1. Memories of Trees
Memories of Trees
The noises from the street reached up to the hobbits' upper-storied quarters in the fair house. Huge wooden wheels turned with a groan and creak as they rolled up to the fifth circle of the White City. Men's dark voices shouted at the oxen pulling the heavy carts. Goods were offered at the stalls below, and little brass bells jingled amidst the chatter of Gondor's women and children who had returned to the City.
A rich golden light filled the balcony where the four of them had been telling each other their adventures – for hours, it seemed. Pippin sat on top of the broad outside wall, his feet dangling dangerously high above the busy street. Merry felt himself checking on him ever so often, biting back a warning of caution. But Pippin was all relaxed, propped up on his elbows, eyes closed and his face turned towards the sky as if he did not want to miss one single beam of the afternoon sun. He had shifted his weight back towards the balcony and seemed well aware of the dangers of the sunny spot he'd chosen. He is safe. Tears sprang to Merry's eyes, out of the blue. Their time in the White City was all rest and good food and wine and stories, but so often Merry felt himself on the brink of tears, for no reason at all, or only for how good it was to be here, with his friends, alive, healed or well on the mend …
He is safe without you holding him. Merry forced his gaze away from Pippin and looked towards the stone roofs of this great city. Towers and gables spread as far as he could see, the walls and ledges all different shades of grey and white. Further down the fields of the Pelennor shimmered a bright green.
They had started to talk about their separation at Parth Galen after lunch. Pippin had grown quiet when the tale reached the cruel moments of Boromir's death. He had left it to Merry to tell as much as they knew. Then Sam had asked about the Ents, and there was no stopping Pippin when he could speak about Treebeard. Frodo almost had to command the young hobbit to pass the tale on to Merry.
"We've heard all about your adventures, Pip. Now I want to listen to what Merry has to say." Frodo cast a meaningful look towards the sheets of paper, the quill and ink waiting expectantly on a small table in his and Sam's quarters. Merry had not yet seen Frodo scribble one word or even just take notes, but they all knew it was Frodo's job to write up their adventures for Bilbo's book.
"But it's the same story," Pippin responded with Tookish stubbornness. "We were together all the time. What can Merry tell you that you haven't already heard from me? I'd rather have Sam tell us again how you met Faramir, and about Gollum catching fish in that pool where no one is allowed to go."
Pippin the tween resurfacing when just moments ago he had talked and acted like a hobbit twice his age.
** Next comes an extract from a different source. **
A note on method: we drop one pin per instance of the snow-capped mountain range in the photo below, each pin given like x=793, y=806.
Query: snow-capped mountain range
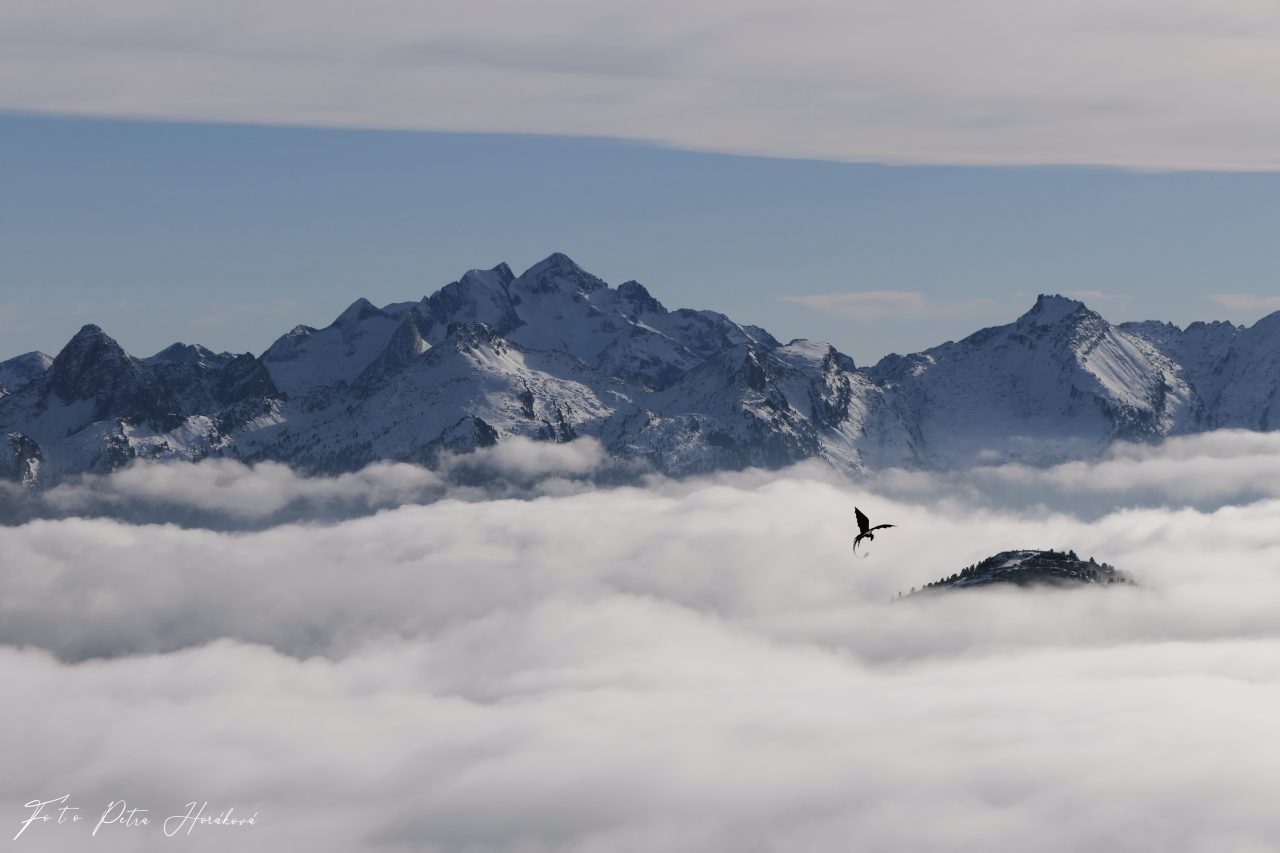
x=556, y=354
It was all part of the pains of growing up, Merry assumed. And Pippin had to grow up so fast, more quickly than any of them. They all knew, Frodo as much as Aragorn and Gandalf, and Merry was grateful for their respectful patience when Pippin was taken by one of his childish moods.
Frodo spoke seriously, like he would to a hobbit his own age. "It's not the same story, Pippin, and you know it. Each tale comes with its teller, and no one's story is ever quite like another's."
Pippin shrugged and for a moment it looked as he would stomp off into the room, but then he turned away, pretending he was interested in nothing but the view and the sun. Pippin could never resist a story, even if it was his own.
"Tell us about Treebeard, Merry. Tell us about your time in Fangorn forest." Frodo leaned back towards the wall, a red cushion propped against the thick stone.
Frodo would listen intently to all the members of the fellowship, with a peculiar expression of curiosity and an air of expectation that made you want to tell the best of tales. Even back in the quiet days in Bag End it had drawn them irresistibly to the fireside or under the old apple-tree to listen to Bilbo's stories and songs. Not for the first time Merry thought that some of the splendour and magic of Bilbo's tales was owed to Frodo's gift of listening. He thought he understood now the joy in Bilbo's face whenever he'd laid eyes on his young cousin.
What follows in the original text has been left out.